The resulting PySpark DataFrame should be represented as:
'a' 'b' 'z' 'y'
1 4 'some_string' 'some_other_string'
2 5 'some_string' 'some_other_string'
3 6 'some_string' 'some_other_string'
If we want to pass data to spark.createDataFrame
, we'll want all row lists to be the same length. We can extract the data from your dictionary in the following way:
n_rows = max([len(vals) if isinstance(vals, list) else 1 for vals in my_dict.values()])
# n_rows = 3
col_names = list(my_dict.keys())
data = [vals if len(vals) == n_rows else [vals]*n_rows for _,vals in my_dict.items()]
# [['some_string', 'some_string', 'some_string'],
# ['some_other_string', 'some_other_string', 'some_other_string'],
# [1, 2, 3],
# [4, 5, 6]]
# transpose data
pyspark_data = list(zip(*data))
# pyspark data
# [('some_string', 'some_other_string', 1, 4),
# ('some_string', 'some_other_string', 2, 5),
# ('some_string', 'some_other_string', 3, 6)]
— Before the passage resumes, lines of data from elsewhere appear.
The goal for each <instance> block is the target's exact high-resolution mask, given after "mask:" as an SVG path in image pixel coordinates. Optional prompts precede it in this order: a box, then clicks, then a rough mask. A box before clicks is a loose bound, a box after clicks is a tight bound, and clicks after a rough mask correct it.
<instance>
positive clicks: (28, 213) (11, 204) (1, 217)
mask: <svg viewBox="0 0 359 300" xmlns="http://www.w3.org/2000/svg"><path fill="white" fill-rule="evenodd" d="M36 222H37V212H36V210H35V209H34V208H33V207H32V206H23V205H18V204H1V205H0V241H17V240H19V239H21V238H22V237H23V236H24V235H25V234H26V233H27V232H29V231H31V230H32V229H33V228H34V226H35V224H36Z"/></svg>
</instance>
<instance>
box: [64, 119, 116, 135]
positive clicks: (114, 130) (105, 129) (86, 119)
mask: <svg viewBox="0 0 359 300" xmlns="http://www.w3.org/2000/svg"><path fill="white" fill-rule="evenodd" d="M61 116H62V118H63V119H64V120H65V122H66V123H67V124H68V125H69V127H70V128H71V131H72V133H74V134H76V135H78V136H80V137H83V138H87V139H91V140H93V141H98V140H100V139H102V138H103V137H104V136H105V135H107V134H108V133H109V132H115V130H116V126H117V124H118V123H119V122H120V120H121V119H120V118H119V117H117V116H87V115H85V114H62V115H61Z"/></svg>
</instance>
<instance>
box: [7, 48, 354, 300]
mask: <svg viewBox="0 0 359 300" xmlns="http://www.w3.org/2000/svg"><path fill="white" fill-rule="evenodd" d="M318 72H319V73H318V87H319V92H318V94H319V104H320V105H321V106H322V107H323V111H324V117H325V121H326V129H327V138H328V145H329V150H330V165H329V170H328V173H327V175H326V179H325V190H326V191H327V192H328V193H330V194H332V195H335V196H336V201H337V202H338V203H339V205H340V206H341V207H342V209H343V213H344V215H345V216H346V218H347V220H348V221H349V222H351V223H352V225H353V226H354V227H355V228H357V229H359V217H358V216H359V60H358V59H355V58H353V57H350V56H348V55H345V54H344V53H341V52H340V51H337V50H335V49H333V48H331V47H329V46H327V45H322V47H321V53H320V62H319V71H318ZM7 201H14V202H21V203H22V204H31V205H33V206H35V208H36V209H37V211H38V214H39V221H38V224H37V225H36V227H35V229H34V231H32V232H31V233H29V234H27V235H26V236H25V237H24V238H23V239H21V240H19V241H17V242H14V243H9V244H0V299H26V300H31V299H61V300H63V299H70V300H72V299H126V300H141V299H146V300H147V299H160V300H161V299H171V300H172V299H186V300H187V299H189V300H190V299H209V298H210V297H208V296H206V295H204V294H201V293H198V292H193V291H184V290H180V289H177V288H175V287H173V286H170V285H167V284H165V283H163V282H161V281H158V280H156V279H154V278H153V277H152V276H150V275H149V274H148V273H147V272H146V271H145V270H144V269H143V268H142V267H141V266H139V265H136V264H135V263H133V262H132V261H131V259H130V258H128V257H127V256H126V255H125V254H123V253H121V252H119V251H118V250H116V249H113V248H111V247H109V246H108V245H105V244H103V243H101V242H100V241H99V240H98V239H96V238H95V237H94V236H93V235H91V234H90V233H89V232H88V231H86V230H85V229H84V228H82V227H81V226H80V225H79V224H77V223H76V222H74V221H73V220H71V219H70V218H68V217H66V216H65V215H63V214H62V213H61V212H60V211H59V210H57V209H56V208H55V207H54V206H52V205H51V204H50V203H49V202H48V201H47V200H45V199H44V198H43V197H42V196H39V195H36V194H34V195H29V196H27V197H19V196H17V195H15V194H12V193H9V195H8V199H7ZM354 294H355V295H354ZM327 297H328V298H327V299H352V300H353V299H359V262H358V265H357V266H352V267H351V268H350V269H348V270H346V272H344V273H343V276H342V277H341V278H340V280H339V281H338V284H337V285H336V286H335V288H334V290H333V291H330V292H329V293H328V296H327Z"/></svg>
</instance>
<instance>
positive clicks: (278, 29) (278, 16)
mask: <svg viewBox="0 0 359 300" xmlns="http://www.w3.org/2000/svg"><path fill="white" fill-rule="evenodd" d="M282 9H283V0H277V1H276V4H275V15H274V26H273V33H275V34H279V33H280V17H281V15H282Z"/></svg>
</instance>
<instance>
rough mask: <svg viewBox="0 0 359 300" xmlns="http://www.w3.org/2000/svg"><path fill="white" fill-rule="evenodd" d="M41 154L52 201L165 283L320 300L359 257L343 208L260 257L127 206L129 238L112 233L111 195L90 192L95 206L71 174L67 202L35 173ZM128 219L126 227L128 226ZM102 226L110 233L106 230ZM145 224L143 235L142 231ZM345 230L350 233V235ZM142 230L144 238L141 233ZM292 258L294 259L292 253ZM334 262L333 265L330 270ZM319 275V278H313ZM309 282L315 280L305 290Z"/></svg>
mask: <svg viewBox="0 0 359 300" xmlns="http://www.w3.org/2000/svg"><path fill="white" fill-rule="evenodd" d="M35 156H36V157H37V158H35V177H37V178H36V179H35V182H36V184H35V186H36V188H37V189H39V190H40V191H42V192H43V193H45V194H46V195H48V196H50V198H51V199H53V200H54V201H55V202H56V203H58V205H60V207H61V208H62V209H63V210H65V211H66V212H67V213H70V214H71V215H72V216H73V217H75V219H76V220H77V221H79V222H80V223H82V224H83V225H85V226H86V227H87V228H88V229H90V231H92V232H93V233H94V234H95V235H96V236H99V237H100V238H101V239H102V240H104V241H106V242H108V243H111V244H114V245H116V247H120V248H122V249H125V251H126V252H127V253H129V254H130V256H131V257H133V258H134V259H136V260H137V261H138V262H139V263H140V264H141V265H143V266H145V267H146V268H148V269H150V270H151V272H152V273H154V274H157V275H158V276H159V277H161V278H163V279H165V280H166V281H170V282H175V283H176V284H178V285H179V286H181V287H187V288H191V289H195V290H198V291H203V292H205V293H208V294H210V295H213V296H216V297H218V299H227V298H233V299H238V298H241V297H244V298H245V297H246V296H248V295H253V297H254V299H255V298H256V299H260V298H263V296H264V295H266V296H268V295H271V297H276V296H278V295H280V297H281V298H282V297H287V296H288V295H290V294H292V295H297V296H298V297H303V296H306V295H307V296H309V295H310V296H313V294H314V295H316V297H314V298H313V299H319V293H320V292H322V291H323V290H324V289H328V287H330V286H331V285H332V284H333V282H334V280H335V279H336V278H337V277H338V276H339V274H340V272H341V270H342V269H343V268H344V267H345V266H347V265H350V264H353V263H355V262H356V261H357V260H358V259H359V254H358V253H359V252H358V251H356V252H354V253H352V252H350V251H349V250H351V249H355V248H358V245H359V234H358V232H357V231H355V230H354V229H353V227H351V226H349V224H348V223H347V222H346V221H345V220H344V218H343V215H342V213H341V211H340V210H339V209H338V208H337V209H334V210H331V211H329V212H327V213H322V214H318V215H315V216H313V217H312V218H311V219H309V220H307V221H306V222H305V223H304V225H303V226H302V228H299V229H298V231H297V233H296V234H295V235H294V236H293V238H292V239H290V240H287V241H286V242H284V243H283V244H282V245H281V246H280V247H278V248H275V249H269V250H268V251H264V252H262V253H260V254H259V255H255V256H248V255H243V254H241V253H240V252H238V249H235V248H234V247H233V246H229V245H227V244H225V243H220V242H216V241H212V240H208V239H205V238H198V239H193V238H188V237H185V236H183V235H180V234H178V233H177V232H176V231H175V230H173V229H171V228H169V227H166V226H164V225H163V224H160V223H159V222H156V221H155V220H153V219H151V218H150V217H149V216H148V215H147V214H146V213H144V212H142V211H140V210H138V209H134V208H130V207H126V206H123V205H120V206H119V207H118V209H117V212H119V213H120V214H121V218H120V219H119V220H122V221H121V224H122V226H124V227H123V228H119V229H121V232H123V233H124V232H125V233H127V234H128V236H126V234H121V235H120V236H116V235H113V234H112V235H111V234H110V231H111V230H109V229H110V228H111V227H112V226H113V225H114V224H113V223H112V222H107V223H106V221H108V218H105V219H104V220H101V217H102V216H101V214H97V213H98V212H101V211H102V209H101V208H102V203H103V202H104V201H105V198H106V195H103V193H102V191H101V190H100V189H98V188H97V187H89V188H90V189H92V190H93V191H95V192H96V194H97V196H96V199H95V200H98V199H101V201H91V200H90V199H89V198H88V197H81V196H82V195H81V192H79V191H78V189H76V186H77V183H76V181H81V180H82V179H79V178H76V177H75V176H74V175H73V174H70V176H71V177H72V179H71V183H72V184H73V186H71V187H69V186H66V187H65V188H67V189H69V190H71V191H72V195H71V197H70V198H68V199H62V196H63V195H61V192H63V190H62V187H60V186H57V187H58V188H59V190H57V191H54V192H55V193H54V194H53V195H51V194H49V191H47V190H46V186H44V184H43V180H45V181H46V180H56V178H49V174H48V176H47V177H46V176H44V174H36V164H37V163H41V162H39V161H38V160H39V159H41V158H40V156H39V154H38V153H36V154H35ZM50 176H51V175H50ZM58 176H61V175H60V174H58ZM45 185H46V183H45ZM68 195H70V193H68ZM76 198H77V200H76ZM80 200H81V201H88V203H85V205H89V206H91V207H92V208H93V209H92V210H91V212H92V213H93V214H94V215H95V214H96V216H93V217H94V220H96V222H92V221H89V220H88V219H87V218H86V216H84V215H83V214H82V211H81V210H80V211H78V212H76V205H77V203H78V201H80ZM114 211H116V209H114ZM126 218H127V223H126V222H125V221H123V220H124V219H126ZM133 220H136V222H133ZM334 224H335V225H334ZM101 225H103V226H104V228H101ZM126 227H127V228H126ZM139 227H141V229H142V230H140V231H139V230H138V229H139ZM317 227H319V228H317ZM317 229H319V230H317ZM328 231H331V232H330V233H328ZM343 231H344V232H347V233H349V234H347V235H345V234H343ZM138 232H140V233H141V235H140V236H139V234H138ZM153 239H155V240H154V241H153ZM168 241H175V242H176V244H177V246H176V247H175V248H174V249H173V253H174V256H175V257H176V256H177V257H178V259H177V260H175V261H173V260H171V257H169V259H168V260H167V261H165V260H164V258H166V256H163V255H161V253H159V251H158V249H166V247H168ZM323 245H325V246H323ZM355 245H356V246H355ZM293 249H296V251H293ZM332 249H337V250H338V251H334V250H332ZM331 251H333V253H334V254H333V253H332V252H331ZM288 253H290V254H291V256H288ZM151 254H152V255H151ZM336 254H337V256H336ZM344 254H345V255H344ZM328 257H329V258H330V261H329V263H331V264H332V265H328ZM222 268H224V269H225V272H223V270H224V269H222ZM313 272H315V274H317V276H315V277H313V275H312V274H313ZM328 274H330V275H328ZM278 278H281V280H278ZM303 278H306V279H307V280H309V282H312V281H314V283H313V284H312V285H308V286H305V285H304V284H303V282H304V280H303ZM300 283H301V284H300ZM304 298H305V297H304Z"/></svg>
Then we can create the pyspark dataframe:
df = spark.createDataFrame(
pyspark_data,
col_names
)
+-----------+-----------------+---+---+
| z| y| a| b|
+-----------+-----------------+---+---+
|some_string|some_other_string| 1| 4|
|some_string|some_other_string| 2| 5|
|some_string|some_other_string| 3| 6|
+-----------+-----------------+---+---+